In my honest opinion it's still a bug that a demand of 0 can trigger a SystemStackError. How that get's resolved .... I wouldn't know. Perhaps @antw is willing to take a good guess.

How I've solved it in the case of ETLocal is to give all of the 'demand' inputs a default value higher than 0 (read: 1). This temporarily resolves the issue, until somebody reduces it explicitly to 0.

michieldenhaan commented 6 years ago

@ChaelKruip I'm not sure if you understand me correctly. What I propose is just as 'arbitrary' as a flexible share (which we use a lot) and there should not be any impact on the energy system because as soon as the demand of the node does become positive, ETEngine can calculate the input shares the usual way.

ChaelKruip commented 6 years ago

What I propose is just as 'arbitrary' as a flexible share (which we use a lot) and there should not be any impact on the energy system because as soon as the demand of the node does become positive, ETEngine can calculate the input shares the usual way.

Thanks for clarifying!

I was thinking along the lines of the flexible shares which determine a slider-group. For instance, the technologies delivering heat to the local district heating: image If there is no district heating (in the present graph of a region), no energy flows through this share-group. One of the shares is chosen to be the 'flexible' one and defaults to 1.0 (as the rest are zero).

Now, if the user choses to use district heating, all of sudden there is energy flowing through the node whose share is 1.0! This is an arbitrary node, as we could have chosen another one to be the flexible one in the group.

Why I don't think this is bad is because it is transparent in two ways:

I might be still not understanding what we are talking about here (sorry about that!) but I think it would be unfavourable if we introduce a similar situation with inputs (i.e., where the flow of energy in the future year would be determined by an arbitrary choice) but without the transparency.

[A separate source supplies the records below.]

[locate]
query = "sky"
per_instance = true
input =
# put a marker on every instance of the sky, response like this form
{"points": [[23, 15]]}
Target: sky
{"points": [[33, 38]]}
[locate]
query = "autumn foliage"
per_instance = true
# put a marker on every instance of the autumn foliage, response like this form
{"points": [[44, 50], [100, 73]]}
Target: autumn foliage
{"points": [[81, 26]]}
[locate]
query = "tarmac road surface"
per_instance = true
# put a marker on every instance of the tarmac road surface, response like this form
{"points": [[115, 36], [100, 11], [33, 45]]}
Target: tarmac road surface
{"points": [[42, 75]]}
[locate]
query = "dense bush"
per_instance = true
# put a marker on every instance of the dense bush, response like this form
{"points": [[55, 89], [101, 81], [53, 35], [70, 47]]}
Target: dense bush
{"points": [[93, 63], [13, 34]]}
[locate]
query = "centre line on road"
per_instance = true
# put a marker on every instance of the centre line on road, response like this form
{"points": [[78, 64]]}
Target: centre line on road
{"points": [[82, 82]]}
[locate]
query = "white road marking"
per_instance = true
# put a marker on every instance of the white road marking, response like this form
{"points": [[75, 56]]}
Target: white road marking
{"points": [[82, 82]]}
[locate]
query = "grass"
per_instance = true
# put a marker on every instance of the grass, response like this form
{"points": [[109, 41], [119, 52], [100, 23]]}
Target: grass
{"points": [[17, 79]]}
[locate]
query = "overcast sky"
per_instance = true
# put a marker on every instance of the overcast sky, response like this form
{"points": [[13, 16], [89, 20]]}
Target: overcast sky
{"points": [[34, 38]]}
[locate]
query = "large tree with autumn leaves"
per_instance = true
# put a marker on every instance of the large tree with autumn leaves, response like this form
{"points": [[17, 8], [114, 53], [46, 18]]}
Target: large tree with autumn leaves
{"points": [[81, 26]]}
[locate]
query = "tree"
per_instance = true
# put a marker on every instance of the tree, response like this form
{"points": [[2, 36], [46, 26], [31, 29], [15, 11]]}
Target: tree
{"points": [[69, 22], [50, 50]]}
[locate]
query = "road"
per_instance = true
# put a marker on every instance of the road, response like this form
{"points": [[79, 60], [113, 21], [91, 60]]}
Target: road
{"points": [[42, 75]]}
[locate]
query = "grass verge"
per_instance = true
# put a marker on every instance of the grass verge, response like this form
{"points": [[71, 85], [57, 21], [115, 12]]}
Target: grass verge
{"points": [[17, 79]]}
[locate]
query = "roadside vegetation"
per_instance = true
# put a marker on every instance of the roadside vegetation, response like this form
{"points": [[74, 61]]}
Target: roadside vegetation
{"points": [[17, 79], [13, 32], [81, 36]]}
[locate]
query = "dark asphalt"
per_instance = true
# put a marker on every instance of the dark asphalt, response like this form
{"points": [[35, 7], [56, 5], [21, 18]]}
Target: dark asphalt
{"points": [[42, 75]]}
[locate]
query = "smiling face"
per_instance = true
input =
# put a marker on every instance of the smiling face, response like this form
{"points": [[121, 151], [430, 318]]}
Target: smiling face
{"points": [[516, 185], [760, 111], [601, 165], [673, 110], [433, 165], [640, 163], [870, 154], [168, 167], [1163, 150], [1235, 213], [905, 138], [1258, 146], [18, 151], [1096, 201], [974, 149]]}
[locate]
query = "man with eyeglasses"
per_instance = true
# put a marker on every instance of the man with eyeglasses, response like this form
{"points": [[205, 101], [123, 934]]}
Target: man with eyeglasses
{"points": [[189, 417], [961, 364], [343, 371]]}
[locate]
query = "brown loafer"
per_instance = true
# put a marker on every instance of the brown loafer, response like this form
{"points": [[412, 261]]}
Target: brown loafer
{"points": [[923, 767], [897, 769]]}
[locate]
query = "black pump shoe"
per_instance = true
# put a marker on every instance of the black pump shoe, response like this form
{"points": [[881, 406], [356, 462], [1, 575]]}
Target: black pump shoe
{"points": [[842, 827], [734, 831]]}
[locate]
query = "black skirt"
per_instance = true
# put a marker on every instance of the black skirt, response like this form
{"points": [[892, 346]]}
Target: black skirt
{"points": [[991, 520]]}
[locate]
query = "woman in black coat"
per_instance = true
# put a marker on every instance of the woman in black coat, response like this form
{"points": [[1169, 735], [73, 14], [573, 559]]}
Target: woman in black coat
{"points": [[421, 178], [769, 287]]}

If the situation is like you say and "ETEngine can calculate the input shares the usual way" as soon as there is positive demand in all cases, I am less strongly against the idea 😜

michieldenhaan commented 6 years ago

For the relevant nodes in industry such a situation cannot occur, because if an industry sector is zero in the present you cannot make it positive in the future. For the transport mixers, I guess that if there are no LNG vehicles in the present and you decide to use them in the future, their initial LNG mix will be determined by the arbitrary shares chosen by ETEngine. I.e. these sliders:

monosnap 2018-05-08 16-44-43

In the front-end, the user can see this. In the back-end, this will indeed be difficult. That's not so nice, I agree with that. However, in the current situation it is also very difficult for the modeller/researcher to find out which input is 'flexible'. (1) Open the relevant node .ad file (2) Look for~input.lng(.... , ....) (3) open a csv in ETSource to see the numbers (4) open ETDataset to see how these numbers are calculated (5) look for one cell in Excel that is defined as 1 - SUM() -> that one is flexible. So the flexible input share is currently not explicitly defined as flexible either..

Would be nice if we could specify somewhere which input slot is treated as flexible. In that case, the rule is something like: calculate slot shares the usual way, except when the demand of the node is zero, then set the input slot defined as flexible to 1.